If you’re on a low-fat diet and looking for a delicious and healthy dinner, seafood is the way to go. A good source of high-quality protein, vitamins and minerals, seafood is low in saturated fat—a perfect solution for your diet. Many kinds of seafood are also packed with omega-3 fatty acids, which contribute to improving health and reducing risk for certain conditions such as heart disease. Naturally delicious, seafood is tough to beat and many kinds can be easily prepared in 30 minutes or less. Here are some recommendations from nutrition whiz Jonny Bowden, Ph.D., C.N.S., and author of The 150 Healthiest Foods on Earth.
Crustaceans are one of two main classifications of shellfish (the other being mollusks), and include crayfish, prawns, shrimp and lobster. Crayfish are freshwater cousins of the lobster. Prawns are basically really large shrimp. And shrimp are the most popular shellfish in the world. They’re a great source of protein, and a low-calorie one at that. One 3-ounce serving has 17 grams of protein and only 90 calories. Shrimp have all nine essential amino acids, plus small-to-moderate amounts of nine important minerals. Ounce for ounce, lobsters are similar to shrimp in nutritional value, with a few differences.

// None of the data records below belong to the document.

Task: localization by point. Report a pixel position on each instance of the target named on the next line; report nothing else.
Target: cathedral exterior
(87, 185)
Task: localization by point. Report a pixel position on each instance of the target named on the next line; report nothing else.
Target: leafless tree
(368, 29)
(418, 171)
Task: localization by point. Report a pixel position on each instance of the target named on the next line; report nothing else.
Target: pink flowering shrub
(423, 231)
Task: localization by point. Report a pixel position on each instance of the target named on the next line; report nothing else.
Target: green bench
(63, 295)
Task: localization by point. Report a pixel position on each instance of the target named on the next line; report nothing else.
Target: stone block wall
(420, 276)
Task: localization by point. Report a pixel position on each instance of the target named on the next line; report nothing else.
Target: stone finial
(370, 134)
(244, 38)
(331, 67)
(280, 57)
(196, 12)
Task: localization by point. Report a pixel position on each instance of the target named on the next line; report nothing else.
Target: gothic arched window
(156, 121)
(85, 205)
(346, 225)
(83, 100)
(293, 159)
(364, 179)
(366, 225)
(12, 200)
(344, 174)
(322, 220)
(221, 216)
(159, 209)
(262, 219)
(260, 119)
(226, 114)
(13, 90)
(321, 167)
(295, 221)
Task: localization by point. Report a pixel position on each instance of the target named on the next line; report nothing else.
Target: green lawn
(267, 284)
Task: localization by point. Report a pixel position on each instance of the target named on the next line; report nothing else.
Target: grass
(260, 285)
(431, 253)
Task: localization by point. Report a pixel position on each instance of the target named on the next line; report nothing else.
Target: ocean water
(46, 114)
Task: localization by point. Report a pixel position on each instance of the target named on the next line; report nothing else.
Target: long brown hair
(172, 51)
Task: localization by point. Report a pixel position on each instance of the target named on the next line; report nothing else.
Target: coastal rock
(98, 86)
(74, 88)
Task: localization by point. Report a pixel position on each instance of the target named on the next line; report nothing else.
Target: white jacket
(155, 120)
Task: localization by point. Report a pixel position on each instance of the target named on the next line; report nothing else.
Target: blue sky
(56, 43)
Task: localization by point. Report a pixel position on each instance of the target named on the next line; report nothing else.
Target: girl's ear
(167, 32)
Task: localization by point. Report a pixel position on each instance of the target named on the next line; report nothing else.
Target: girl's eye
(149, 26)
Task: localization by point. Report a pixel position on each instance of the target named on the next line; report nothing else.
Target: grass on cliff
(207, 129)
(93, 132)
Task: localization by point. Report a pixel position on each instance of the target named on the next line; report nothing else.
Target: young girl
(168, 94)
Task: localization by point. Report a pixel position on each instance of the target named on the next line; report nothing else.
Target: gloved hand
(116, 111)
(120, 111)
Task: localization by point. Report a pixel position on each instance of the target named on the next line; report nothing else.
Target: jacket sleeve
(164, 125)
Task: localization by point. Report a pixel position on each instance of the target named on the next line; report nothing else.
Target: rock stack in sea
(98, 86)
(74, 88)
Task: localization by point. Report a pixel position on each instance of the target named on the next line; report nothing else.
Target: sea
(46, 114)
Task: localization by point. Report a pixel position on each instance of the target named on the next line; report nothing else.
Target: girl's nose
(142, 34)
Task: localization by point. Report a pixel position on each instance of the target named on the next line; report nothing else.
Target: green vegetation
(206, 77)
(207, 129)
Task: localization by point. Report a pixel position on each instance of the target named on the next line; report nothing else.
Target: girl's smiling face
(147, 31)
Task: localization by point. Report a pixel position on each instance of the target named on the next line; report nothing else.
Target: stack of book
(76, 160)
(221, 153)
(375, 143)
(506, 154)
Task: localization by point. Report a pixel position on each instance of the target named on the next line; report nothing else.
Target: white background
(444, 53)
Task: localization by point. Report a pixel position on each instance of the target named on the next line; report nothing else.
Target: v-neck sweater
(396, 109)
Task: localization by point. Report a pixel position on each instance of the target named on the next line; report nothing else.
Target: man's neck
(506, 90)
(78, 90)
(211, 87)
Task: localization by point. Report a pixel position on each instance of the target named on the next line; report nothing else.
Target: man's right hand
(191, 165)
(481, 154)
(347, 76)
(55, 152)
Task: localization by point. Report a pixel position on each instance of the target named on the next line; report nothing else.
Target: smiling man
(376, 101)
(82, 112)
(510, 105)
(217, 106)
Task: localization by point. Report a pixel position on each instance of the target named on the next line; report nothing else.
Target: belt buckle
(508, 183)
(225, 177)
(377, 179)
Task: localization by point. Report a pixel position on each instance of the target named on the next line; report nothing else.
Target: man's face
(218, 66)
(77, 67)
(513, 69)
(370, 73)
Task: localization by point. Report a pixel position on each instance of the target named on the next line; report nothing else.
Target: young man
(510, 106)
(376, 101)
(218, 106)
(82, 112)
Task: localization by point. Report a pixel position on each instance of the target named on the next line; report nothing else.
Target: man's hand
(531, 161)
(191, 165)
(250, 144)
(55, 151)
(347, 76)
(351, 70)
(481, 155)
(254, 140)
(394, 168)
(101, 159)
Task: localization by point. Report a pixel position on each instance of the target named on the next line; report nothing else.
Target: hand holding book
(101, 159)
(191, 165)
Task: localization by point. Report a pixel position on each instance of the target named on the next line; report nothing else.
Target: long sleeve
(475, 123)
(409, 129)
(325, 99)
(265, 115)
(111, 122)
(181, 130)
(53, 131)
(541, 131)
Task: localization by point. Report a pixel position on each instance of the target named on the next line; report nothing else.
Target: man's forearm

A 3-ounce serving of lobster meat has about 95 calories and delivers almost 19 grams of high-quality protein, with all nine essential amino acids. Lobster is even higher than shrimp in the cancer-fighting trace mineral selenium. Both shrimp and lobster have only about 1 gram of fat per 3-ounce serving.
Mollusks include all other shelled creatures of the sea (with the exception of barnacles): clams, mussels, scallops and oysters. Clams are one of the richest sources of iron on the planet, containing many times the amount found in beef liver. Three ounces of raw blue mussels provide more than 100 percent of the daily value for manganese, an important trace mineral that’s essential for growth, reproduction, wound healing, peak brain function, and the proper metabolism of sugars, insulin and cholesterol. Oysters are one of nature’s most concentrated packages of zinc, with a 1-cup serving of drained oysters supplying many times more than the daily value.
White-fleshed fish, a category that includes cod, flounder, halibut, orange roughy, pollack and rockfish, are a great way to get all the benefits of seafood that the experts keep telling us about. They may not be quite as beneficial as fatty fish, because they're not as good a source of omega-3s, but white-fleshed fish have plenty of other good things to recommend them. Lean fish are low in fat and calories, but extremely rich in high-quality protein. They typically have a mild flavor, making them adaptable to every sort of cuisine. And although fatty fish have more omega-3s than lean fish, white-fleshed fish do contain some of these powerful fatty acids, which are found in very few other foods.